DAILY / MAY 23, 2017  
Psychiatric News Update

Expert Panel Debates Benefits, Harms of Pharmacogenetic Testing

Genetic testing
At the start of the APA Expert Debate, “Should I Be Using Genetic Testing to Guide Prescribing?,” on Monday an in-house survey revealed that 80 percent of the audience believed that genetic testing was not an effective prescribing guide.

James Kennedy, M.D., a professor and co-director of the Brain and Therapeutics Division in the Department of Psychiatry at the University of Toronto, hoped to make a case in defense of those other 20 percent.

“Genetic testing is far from perfect,” he agreed, “but I think that testing is useful in psychiatric practice.”

He qualified that statement to note that it applied to pharmacogenetics, that is, the genetic information that can tell you how fast an individual might metabolize a drug or how well an individual’s receptors can bind it. Testing for disease risk, he admitted, was not ready for primetime. But when adverse drug reactions account for around 5 percent to 7 percent of all hospital admissions in the United States, he said, an opportunity to reduce that even marginally would help many patients and health systems as a whole.

Over the course of the Learning Lab session, Kennedy and his colleagues on the panel—Chadi Calarge, M.D., Erika Nurmi, M.D., Ph.D., James McCracken, M.D., and Michele Pato, M.D.—fielded a range of questions from the audience on issues not just scientific, but also ethical, judicial, and financial.

For example, one attendee wondered whether the typically modest increase in probability that a drug won’t cause a bad reaction was worth the average $2,000 price tag for a genetic test. McCracken, the director of child and adolescent psychiatry at the University of California, Los Angeles (UCLA), did point out that one night at UCLA’s Resnick Neuropsychiatric Hospital also runs around $2,000, so the upfront costs of gaining some more patient information might balance out in the long run.

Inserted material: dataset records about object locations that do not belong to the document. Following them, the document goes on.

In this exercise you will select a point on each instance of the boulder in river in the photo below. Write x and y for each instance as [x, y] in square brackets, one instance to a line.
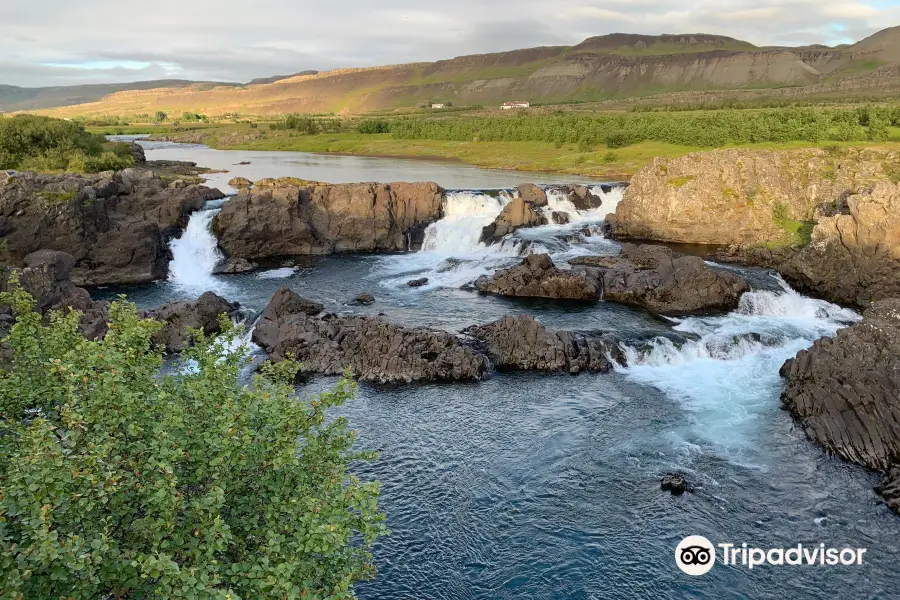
[665, 282]
[178, 317]
[310, 219]
[373, 349]
[522, 343]
[517, 214]
[845, 392]
[537, 277]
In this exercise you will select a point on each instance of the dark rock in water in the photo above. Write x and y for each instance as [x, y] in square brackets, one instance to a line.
[240, 182]
[516, 215]
[304, 218]
[137, 153]
[47, 276]
[285, 302]
[117, 228]
[524, 344]
[845, 392]
[373, 349]
[674, 483]
[537, 277]
[532, 194]
[560, 218]
[665, 282]
[365, 299]
[234, 266]
[178, 317]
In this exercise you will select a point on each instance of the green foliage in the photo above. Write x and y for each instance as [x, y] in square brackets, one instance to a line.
[29, 142]
[617, 130]
[369, 126]
[121, 482]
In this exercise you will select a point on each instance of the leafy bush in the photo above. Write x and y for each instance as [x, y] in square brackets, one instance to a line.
[369, 126]
[121, 482]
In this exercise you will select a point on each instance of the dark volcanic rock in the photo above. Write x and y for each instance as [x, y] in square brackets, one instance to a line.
[524, 344]
[285, 302]
[116, 228]
[365, 299]
[517, 214]
[323, 219]
[536, 277]
[845, 391]
[532, 194]
[655, 278]
[178, 317]
[235, 266]
[373, 349]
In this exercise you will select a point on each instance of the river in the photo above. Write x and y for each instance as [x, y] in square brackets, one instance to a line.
[547, 486]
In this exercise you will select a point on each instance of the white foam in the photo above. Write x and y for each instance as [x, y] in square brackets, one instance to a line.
[727, 376]
[195, 255]
[282, 273]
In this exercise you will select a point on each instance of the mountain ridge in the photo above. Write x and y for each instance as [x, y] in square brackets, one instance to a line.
[610, 66]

Another clinician wondered how much value a genetic test for drug metabolism really has at the individual level, since it provides one static piece of information that doesn’t factor in gender effects, subtle differences in generic versus brand-name formulations, patient lifestyle, or potential drug-drug interactions for polypharmacy patients.

Kennedy agreed those were all valid concerns. He noted that genetic tests are not going to signal the start of some automated computer prescribing. “It is important to stress that a genetic test is not a be-all-end-all answer; it is just one small part of a physician’s decision-making process.”

As the session drew to a close—with perhaps a few participants shifting sides—Nurmi, also a professor at UCLA, pointed out that pharmacogenetics is not necessarily some brave new world. “We have been doing this intuitively for years,” she said.

“Maybe a patient who is not responding has low plasma levels of the medication even though the patient is taking it regularly, so we up the dose because it’s likely they are metabolizing it quickly. Or we decide to lower a dose as a patient gets older because we know their liver is probably slowing down,” she said.

The only difference now is clinicians get the news a little ahead of schedule.